[RFC PATCH 23/28] drm/xe: Add SVM VRAM migration

Mon Sep 2 12:48:55 UTC 2024

On Thu, Aug 29, 2024 at 10:12:53PM +0000, Matthew Brost wrote:
> On Thu, Aug 29, 2024 at 01:02:54PM +0200, Daniel Vetter wrote:
> > On Thu, Aug 29, 2024 at 11:53:58AM +0200, Thomas Hellström wrote:
> > > But as Sima pointed out in private communication, exhaustive eviction
> > > is not really needed for faulting to make (crawling) progress.
> > > Watermarks and VRAM trylock shrinking should suffice, since we're
> > > strictly only required to service a single gpu page granule at a time.
> > > 
> > > However, ordinary bo-based jobs would still like to be able to
> > > completely evict SVM vram. Whether that is important enough to strive
> > > for is ofc up for discussion.
> > 
> > My take is that you don't win anything for exhaustive eviction by having
> > the dma_resv somewhere in there for svm allocations.
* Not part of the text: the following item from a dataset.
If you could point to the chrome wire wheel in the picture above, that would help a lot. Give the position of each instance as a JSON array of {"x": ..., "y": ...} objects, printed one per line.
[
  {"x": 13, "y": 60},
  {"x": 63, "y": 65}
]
Roughly for split lru
> > world, where svm ignores bo/dma_resv:
> > 
> > When evicting vram from the ttm side we'll fairly switch between selecting
> > bo and throwing out svm pages. With drm_exec/ww_acquire_ctx selecting bo
> > will eventually succeed in vacuuming up everything (with a few retries
> > perhaps, if we're not yet at the head of the ww ticket queue).
> > 
> > svm pages we need to try to evict anyway - there's no guarantee, becaue
> > the core mm might be holding temporary page references (which block
> 
> Yea, but think you can could kill the app then - not suggesting we
> should but could. To me this is akin to a CPU fault and not being able
> to migrate the device pages - the migration layer doc says when this
> happens kick this to user space and segfault the app.
> 
> My last patch in the series adds some asserts to see if this ever
> happens, thus far never. If it occurs we could gracefully handle it by
> aborting the migration I guess... I think the user really needs to
> something a bit crazy to trigger this condition - I don't think the core
> randomly grabs refs to device pages but could be wrong.

I think it does :-/

If you read do_swap_page around ->migrate_to_ram:

	get_page(vmf->page);
	pte_unmap_unlock(vmf->pte, vmf->ptl);
	ret = vmf->page->pgmap->ops->migrate_to_ram(vmf);
	put_page(vmf->page);

Also the migrate code itself does lock pages. So unless we toss in
additional locking on top of what core mm does (which I think should be
enough to cover migration), migrations will temporarily fail. And this is
just for multiple threads trying to get the same page back to sram, which
I think is a case we should support because the application did nothing
wrong.

> > migration) or have the page locked (which also block the migration). But
> > as long as those two steps succeed, we'll win and get the pages. There
> > might be some thrashing against concurrent svm faults stealing them again,
> > but they have a disadvantage since they can't steal dma_resv_locked bo.
> > And if it's still too much we can stall them in the page allocator.
> > 
> > So it's not entirely reliable, but should be close enough.
> > 
> > Now for bo based svm the picture isn't any different, because holding
> > dma_resv is not actually enough to migrate svm mappings. We still need to
> > hope there's no temporary page references around, and we still need to
> > succeed at locking the page. And the migration code only does trylocks,
> > because that's it's deadlock prevent algorithm if different migrations
> > needing the same set of pages, but acquiring them in a different order. So
> > we win nothing.
> 
> Ok, maybe my statement above is false...
> 
> Wouldn't be the only time this falls is if another migration is in
> flight (e.g. CPU fault) and they race? Then the eviction will naturally
> happen via refcount being dropped from the other migration. I guess I
> likely need to update my eviction code to not free the TTM resource if
> all pages are not migrated.

Yeah. And additionally core mm relies on some amount of Good Luck here,
plus the assumption that at least falling back to a single page/folio will
work out. At least eventually ...

The trouble is if your design assumes you can migrate an entire block,
because then if threads hammer that range in different orders you'll never
make forward progress. Because the core mm code doesn't have a fancy ww
locking scheme to get out of this, but only uses trylock, plus the
assumption that falling back to a single page will work out eventually.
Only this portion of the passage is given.